People's Mujahedeen is the largest member of the National Council of Resistance to Iran, an umbrella group of Iranian opposition organizations.

The secretariat of the council also confirmed seven deaths since Iraqi forces raided the camp Tuesday.

It said Iraqi forces wielding machine guns "opened fire on the defenseless residents" of the camp Wednesday. It said Iraqis "demolished all facilities, bungalows and residences" at the camp's northern wing.

The council said camp residents have been shouting "Allahu Akbar," which means "God is great."

"For what reason were they killed?" the people chanted.
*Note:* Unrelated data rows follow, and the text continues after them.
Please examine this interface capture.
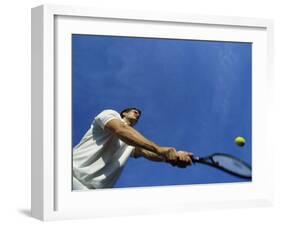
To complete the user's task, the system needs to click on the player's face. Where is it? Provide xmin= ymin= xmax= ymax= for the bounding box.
xmin=124 ymin=110 xmax=140 ymax=124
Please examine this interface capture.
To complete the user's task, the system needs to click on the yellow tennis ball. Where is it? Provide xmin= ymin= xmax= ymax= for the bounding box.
xmin=235 ymin=137 xmax=246 ymax=147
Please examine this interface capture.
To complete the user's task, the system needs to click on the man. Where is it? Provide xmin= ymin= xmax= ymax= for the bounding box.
xmin=73 ymin=108 xmax=192 ymax=190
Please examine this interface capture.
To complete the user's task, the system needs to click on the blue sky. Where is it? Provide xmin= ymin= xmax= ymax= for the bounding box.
xmin=72 ymin=35 xmax=252 ymax=187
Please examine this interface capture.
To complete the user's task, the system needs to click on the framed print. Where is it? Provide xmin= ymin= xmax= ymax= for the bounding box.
xmin=32 ymin=5 xmax=273 ymax=220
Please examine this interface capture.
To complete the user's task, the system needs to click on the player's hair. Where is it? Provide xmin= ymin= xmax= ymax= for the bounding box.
xmin=120 ymin=107 xmax=141 ymax=118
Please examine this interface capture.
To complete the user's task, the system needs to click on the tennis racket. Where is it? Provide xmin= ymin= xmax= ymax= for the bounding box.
xmin=192 ymin=153 xmax=252 ymax=179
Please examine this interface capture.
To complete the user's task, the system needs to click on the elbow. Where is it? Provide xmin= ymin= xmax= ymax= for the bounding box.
xmin=114 ymin=126 xmax=128 ymax=137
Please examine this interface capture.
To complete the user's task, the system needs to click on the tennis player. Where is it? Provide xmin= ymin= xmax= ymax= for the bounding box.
xmin=72 ymin=108 xmax=192 ymax=190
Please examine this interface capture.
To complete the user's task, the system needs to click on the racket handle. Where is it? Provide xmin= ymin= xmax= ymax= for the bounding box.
xmin=191 ymin=156 xmax=200 ymax=162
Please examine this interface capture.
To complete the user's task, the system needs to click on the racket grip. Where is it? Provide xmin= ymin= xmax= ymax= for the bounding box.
xmin=191 ymin=156 xmax=200 ymax=162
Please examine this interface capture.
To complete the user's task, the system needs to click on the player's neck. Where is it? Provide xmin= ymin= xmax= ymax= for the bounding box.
xmin=123 ymin=118 xmax=133 ymax=126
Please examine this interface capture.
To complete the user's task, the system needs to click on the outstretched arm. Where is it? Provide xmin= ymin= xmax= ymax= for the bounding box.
xmin=134 ymin=148 xmax=193 ymax=168
xmin=105 ymin=119 xmax=177 ymax=161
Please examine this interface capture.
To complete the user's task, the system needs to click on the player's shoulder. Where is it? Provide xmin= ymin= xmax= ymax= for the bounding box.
xmin=97 ymin=109 xmax=120 ymax=118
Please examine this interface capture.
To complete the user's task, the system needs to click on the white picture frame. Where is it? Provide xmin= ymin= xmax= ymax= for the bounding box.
xmin=31 ymin=5 xmax=273 ymax=220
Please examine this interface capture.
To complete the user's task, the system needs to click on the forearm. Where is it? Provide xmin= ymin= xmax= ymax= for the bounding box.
xmin=116 ymin=126 xmax=162 ymax=154
xmin=134 ymin=148 xmax=166 ymax=162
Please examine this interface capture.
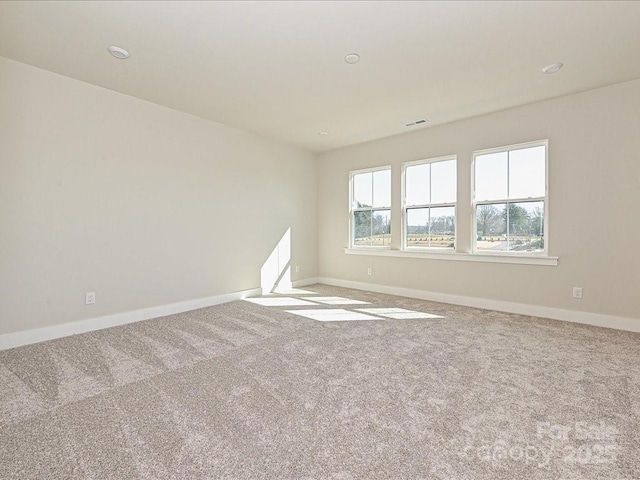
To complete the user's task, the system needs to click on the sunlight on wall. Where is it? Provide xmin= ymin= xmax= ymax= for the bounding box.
xmin=260 ymin=228 xmax=293 ymax=295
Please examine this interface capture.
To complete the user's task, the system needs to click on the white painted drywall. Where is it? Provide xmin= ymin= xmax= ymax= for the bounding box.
xmin=0 ymin=57 xmax=317 ymax=334
xmin=318 ymin=79 xmax=640 ymax=319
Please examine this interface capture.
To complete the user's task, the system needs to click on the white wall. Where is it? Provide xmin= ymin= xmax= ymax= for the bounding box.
xmin=318 ymin=81 xmax=640 ymax=319
xmin=0 ymin=57 xmax=317 ymax=334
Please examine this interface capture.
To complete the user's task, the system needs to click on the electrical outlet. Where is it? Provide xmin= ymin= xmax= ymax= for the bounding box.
xmin=84 ymin=292 xmax=96 ymax=305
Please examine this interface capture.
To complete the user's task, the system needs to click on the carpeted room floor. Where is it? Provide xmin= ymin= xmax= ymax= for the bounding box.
xmin=0 ymin=285 xmax=640 ymax=480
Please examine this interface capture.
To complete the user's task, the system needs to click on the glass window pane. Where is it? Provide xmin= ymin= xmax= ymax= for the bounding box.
xmin=353 ymin=211 xmax=371 ymax=245
xmin=475 ymin=152 xmax=508 ymax=202
xmin=371 ymin=210 xmax=391 ymax=247
xmin=509 ymin=145 xmax=546 ymax=198
xmin=407 ymin=208 xmax=429 ymax=247
xmin=429 ymin=207 xmax=456 ymax=248
xmin=404 ymin=163 xmax=430 ymax=205
xmin=508 ymin=202 xmax=544 ymax=252
xmin=373 ymin=170 xmax=391 ymax=207
xmin=353 ymin=172 xmax=373 ymax=208
xmin=430 ymin=160 xmax=457 ymax=203
xmin=476 ymin=203 xmax=509 ymax=252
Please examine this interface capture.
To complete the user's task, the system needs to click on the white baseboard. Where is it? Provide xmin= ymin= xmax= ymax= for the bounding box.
xmin=291 ymin=277 xmax=321 ymax=288
xmin=0 ymin=282 xmax=262 ymax=350
xmin=313 ymin=277 xmax=640 ymax=332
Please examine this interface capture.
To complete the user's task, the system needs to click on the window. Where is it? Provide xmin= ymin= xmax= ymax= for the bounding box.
xmin=403 ymin=157 xmax=457 ymax=249
xmin=350 ymin=167 xmax=391 ymax=247
xmin=473 ymin=141 xmax=548 ymax=253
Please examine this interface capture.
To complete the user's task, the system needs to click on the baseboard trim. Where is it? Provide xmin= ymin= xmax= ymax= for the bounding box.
xmin=291 ymin=277 xmax=321 ymax=288
xmin=314 ymin=277 xmax=640 ymax=332
xmin=0 ymin=282 xmax=262 ymax=350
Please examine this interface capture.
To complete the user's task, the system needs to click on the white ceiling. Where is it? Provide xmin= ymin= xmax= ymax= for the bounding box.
xmin=0 ymin=1 xmax=640 ymax=152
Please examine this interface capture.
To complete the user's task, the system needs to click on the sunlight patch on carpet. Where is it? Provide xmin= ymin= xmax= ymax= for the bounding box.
xmin=287 ymin=308 xmax=382 ymax=322
xmin=245 ymin=297 xmax=317 ymax=307
xmin=306 ymin=297 xmax=369 ymax=305
xmin=357 ymin=308 xmax=444 ymax=320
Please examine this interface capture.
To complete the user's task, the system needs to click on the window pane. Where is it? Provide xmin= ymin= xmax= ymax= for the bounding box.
xmin=407 ymin=208 xmax=429 ymax=247
xmin=353 ymin=211 xmax=371 ymax=245
xmin=429 ymin=207 xmax=456 ymax=248
xmin=353 ymin=172 xmax=373 ymax=208
xmin=510 ymin=145 xmax=546 ymax=198
xmin=430 ymin=160 xmax=457 ymax=203
xmin=373 ymin=170 xmax=391 ymax=207
xmin=508 ymin=202 xmax=544 ymax=252
xmin=371 ymin=210 xmax=391 ymax=247
xmin=404 ymin=163 xmax=430 ymax=205
xmin=475 ymin=152 xmax=508 ymax=202
xmin=476 ymin=203 xmax=509 ymax=251
xmin=476 ymin=202 xmax=544 ymax=252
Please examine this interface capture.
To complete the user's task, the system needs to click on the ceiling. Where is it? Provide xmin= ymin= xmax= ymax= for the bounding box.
xmin=0 ymin=1 xmax=640 ymax=152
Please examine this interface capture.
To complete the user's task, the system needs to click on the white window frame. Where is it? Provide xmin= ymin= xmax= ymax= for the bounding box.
xmin=471 ymin=139 xmax=549 ymax=257
xmin=400 ymin=154 xmax=458 ymax=255
xmin=349 ymin=165 xmax=393 ymax=250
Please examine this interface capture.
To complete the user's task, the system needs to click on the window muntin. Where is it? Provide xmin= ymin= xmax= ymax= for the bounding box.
xmin=473 ymin=141 xmax=548 ymax=253
xmin=350 ymin=167 xmax=391 ymax=247
xmin=403 ymin=157 xmax=457 ymax=249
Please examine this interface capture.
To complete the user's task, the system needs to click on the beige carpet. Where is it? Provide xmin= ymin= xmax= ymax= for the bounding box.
xmin=0 ymin=285 xmax=640 ymax=480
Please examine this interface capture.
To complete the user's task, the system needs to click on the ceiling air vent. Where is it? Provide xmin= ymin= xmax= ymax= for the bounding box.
xmin=404 ymin=119 xmax=427 ymax=127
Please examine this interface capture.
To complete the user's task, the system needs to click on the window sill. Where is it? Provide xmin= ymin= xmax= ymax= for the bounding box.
xmin=344 ymin=247 xmax=558 ymax=267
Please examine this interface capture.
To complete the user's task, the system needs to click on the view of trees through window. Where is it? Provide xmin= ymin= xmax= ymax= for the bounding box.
xmin=476 ymin=202 xmax=544 ymax=251
xmin=475 ymin=144 xmax=546 ymax=252
xmin=404 ymin=158 xmax=457 ymax=248
xmin=351 ymin=169 xmax=391 ymax=247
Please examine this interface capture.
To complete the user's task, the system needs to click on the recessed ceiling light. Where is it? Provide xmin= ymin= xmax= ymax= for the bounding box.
xmin=107 ymin=45 xmax=129 ymax=60
xmin=542 ymin=63 xmax=563 ymax=73
xmin=344 ymin=53 xmax=360 ymax=65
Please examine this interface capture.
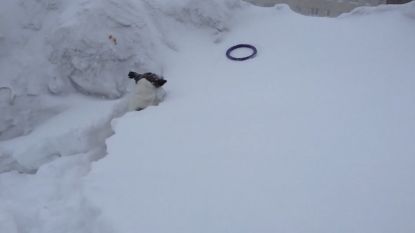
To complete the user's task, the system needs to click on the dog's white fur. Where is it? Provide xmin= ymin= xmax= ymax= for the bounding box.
xmin=128 ymin=78 xmax=166 ymax=111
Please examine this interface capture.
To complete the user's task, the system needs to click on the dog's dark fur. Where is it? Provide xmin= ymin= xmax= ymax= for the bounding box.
xmin=128 ymin=71 xmax=167 ymax=87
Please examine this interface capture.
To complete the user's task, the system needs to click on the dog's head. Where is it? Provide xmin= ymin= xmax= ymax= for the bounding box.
xmin=128 ymin=71 xmax=143 ymax=83
xmin=128 ymin=71 xmax=167 ymax=87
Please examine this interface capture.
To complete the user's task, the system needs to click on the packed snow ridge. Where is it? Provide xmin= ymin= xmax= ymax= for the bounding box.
xmin=0 ymin=0 xmax=415 ymax=233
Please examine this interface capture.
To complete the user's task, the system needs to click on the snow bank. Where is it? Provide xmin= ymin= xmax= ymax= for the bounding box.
xmin=0 ymin=0 xmax=244 ymax=140
xmin=0 ymin=0 xmax=415 ymax=233
xmin=85 ymin=5 xmax=415 ymax=233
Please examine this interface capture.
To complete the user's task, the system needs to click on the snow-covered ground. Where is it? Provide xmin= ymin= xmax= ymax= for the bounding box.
xmin=0 ymin=0 xmax=415 ymax=233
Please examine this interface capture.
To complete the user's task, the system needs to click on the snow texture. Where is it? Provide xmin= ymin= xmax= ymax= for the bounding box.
xmin=0 ymin=0 xmax=415 ymax=233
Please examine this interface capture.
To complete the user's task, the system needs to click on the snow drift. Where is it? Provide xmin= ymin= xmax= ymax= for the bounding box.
xmin=0 ymin=0 xmax=241 ymax=140
xmin=0 ymin=0 xmax=415 ymax=233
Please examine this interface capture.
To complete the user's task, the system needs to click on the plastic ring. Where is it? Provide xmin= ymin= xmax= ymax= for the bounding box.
xmin=226 ymin=44 xmax=257 ymax=61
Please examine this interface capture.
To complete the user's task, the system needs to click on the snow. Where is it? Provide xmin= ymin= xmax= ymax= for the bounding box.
xmin=0 ymin=0 xmax=415 ymax=233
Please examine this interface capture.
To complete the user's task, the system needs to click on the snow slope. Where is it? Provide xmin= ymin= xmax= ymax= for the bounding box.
xmin=0 ymin=0 xmax=415 ymax=233
xmin=86 ymin=4 xmax=415 ymax=233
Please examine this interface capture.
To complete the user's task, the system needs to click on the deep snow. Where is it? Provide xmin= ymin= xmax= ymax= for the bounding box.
xmin=0 ymin=1 xmax=415 ymax=233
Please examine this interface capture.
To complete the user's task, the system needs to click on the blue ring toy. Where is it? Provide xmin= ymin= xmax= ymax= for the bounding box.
xmin=226 ymin=44 xmax=257 ymax=61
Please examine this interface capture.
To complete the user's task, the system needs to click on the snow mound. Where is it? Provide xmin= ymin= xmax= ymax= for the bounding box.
xmin=0 ymin=0 xmax=241 ymax=140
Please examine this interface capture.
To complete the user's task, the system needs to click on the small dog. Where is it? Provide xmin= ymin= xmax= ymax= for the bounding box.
xmin=128 ymin=71 xmax=167 ymax=87
xmin=128 ymin=71 xmax=167 ymax=111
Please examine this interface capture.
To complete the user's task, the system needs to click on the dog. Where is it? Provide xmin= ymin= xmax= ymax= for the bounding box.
xmin=128 ymin=71 xmax=167 ymax=111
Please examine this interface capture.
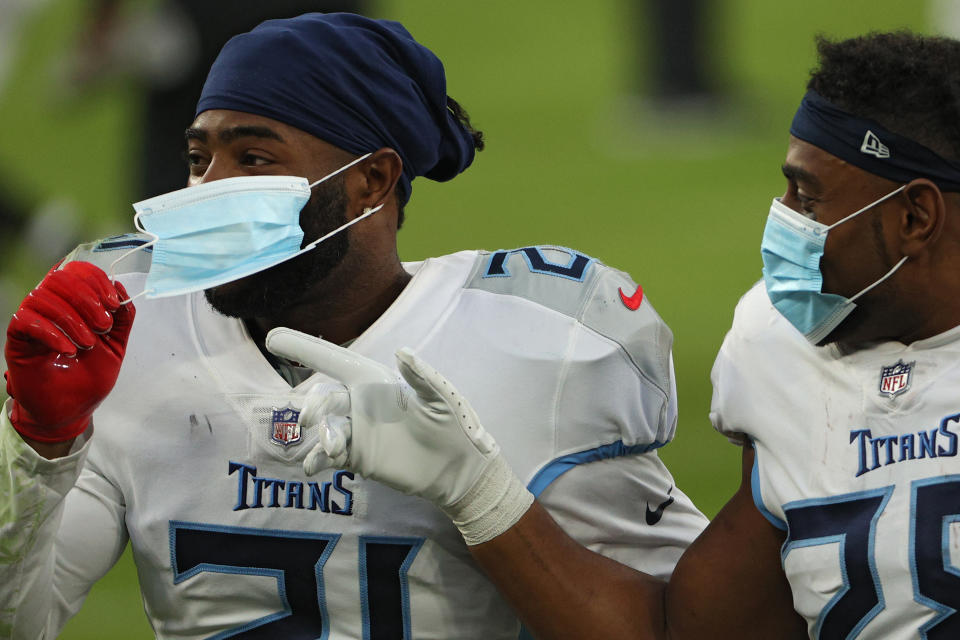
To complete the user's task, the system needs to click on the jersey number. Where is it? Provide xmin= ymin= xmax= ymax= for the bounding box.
xmin=483 ymin=247 xmax=593 ymax=282
xmin=783 ymin=475 xmax=960 ymax=640
xmin=170 ymin=522 xmax=423 ymax=640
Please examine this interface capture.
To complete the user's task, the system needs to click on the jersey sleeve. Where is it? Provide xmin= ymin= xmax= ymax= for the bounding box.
xmin=530 ymin=265 xmax=677 ymax=495
xmin=538 ymin=451 xmax=708 ymax=579
xmin=0 ymin=400 xmax=127 ymax=638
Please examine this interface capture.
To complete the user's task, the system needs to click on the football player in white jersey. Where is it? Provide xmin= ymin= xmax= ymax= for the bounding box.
xmin=276 ymin=32 xmax=960 ymax=640
xmin=0 ymin=14 xmax=706 ymax=640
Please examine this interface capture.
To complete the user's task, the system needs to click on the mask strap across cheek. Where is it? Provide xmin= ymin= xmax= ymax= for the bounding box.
xmin=300 ymin=202 xmax=384 ymax=253
xmin=310 ymin=151 xmax=373 ymax=189
xmin=823 ymin=185 xmax=907 ymax=233
xmin=107 ymin=212 xmax=160 ymax=304
xmin=850 ymin=256 xmax=909 ymax=302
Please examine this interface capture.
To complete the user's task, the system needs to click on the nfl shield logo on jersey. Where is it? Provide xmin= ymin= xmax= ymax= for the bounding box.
xmin=880 ymin=360 xmax=917 ymax=398
xmin=270 ymin=407 xmax=300 ymax=447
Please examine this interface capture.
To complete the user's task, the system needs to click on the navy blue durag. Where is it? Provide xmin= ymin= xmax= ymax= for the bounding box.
xmin=790 ymin=91 xmax=960 ymax=191
xmin=197 ymin=13 xmax=474 ymax=204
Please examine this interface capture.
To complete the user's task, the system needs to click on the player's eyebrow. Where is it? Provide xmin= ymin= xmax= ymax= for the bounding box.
xmin=184 ymin=125 xmax=284 ymax=144
xmin=780 ymin=164 xmax=822 ymax=189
On Tuesday, the council accused the Iraqi police officers of firing pepper gas and beating the refugees while demolishing the walls and fences around the camp.

About 3,500 people live at Camp Ashraf, most of them members of the People's Mujahedeen for about 25 years after fleeing Iran.

Also known as Mujahedeen-e-Khalq, the People's Mujahedeen Organization of Iran was formed to oppose the shah of Iran but fell out of favor with the Islamic Revolution of Ayatollah Ruhollah Khomeini after 1979.

People's Mujahedeen, an Islamist group that promotes a Marxist government for Iran, for years waged a violent campaign against the fundamentalist Islamic Tehran government, including bombings that killed politicians, judges and Cabinet members.